After ponying up an all-stock offer of $4.9 billion to acquire Grubhub back in May, multiple reports suggest Uber CEO Dara Khosrowshahi is swapping in some lighter tackle to land Postmates, the fourth largest U.S. restaurant delivery service, for a less biting $2.6 billion. Possibly playing hard to get, Reuters also reports that Postmates has revived its plans for an initial public offering, all suggesting the U.S. delivery scene will remain hotly contested moving into the dog days of summer.

Much smaller than Uber Eats, Grubhub and market leader DoorDash, Postmates is the smallest of the “big four” U.S. third-party delivery brands, and, at nine years old, it’s one of the oldest players, especially among the nationally known providers.

Compared to its primary competitors, Postmates delivers more than just food. While other delivery providers have recently inked deals with pharmacies and retailers as they diversify their own offerings, Postmates has long been known for its grocery, convenience store and other verticals its drivers deliver.

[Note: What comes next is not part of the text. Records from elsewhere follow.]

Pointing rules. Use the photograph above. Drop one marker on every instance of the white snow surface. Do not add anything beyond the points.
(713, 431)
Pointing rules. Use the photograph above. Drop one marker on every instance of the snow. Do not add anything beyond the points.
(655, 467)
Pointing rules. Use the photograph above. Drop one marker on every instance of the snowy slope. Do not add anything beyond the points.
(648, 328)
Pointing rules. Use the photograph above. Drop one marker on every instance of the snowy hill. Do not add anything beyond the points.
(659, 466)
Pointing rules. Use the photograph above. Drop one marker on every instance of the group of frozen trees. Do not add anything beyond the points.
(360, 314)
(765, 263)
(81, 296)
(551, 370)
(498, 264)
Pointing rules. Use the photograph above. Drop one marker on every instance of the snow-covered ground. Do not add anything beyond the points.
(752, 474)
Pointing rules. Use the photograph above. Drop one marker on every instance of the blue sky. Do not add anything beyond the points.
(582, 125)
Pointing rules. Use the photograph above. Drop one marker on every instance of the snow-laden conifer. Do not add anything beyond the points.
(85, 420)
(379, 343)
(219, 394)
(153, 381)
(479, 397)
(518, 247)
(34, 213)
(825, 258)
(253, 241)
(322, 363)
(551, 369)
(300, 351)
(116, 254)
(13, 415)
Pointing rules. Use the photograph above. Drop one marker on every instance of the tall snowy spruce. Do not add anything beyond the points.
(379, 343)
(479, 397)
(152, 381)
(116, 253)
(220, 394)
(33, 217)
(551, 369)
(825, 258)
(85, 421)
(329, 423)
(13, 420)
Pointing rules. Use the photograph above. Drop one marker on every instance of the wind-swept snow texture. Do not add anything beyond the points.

Based in San Francisco just like Uber, Postmates has outsized influence in the critical Southern California market, and the brand has become a pop culture touchstone, with many celebrity cameos featured in the brand’s marketing and social media channels.

Postmates is currently valued at $2.4 billion, which means that, if news reports are accurate, Uber is willing to pay a smaller premium compared to its ill-fated attempt to buy Grubhub that had many industry watchers and investors scratching their heads. Of course, Europe’s just Eat then swooped in with a $7.3 billion deal to buy Grubhub that’s still awaiting final approval.

Both Postmates and DoorDash had postponed plans for separate initial public offerings. Now that COVID has proven a boon for restaurant and grocery deliveries, the Reuters story said Postmates was reconsidering going public due to the Grubhub acquisition, “as well as recent fundraising by peers.” The pandemic has provided similar motivation to Instacart and other grocery providers looking to capitalize on their suddenly improved fortunes with a move onto the public markets.

Uber’s Khosrowshahi has previously said Uber Eats would seek to become a market leader in its respective territories while exiting those where such scale was unattainable. While eliminating a large-scale delivery provider in the U.S. would theoretically be a boost to the entire industry that’s largely unprofitable and waging an expensive battle for market share, no details have leaked about Uber’s thoughts on retaining the Postmates name in a possible takeover.

With 8 percent of the March 2020 U.S. delivery market according to research firm Second Measure, Postmates is a distant fourth chair to DoorDash’s 44 percent, with Uber Eats and Grubhub essentially tied with just over 20 percent of the U.S. market.

Certainly the crown jewels of the Postmates empire, aside from Jared Leto’s backing, is the Los Angeles megalopolis where Postmates has approximately 36 percent of the total market, according to Second Measure. From there, its top markets are Phoenix and Miami, with Postmates controlling 20 percent and 18 percent of the respective metro areas.

After the Uber-Grubhub deal fizzled, various reports suggested that Uber’s leadership took issue with various aspects of the negotiations, including Uber’s “genuine and significant concern” about Grubhub’s business practices. It will be interesting to see if this one ends in bad blood or a new, beefed-up player aiming for DoorDash’s crown.

As the industry waits to see how this plays out, all indications suggest the brutal war for market share will continue indefinitely to the benefit of deal-seeking delivery customers. This much is clear: Uber’s Khosrowshahi wasn’t fooling around when talking about becoming a market leader.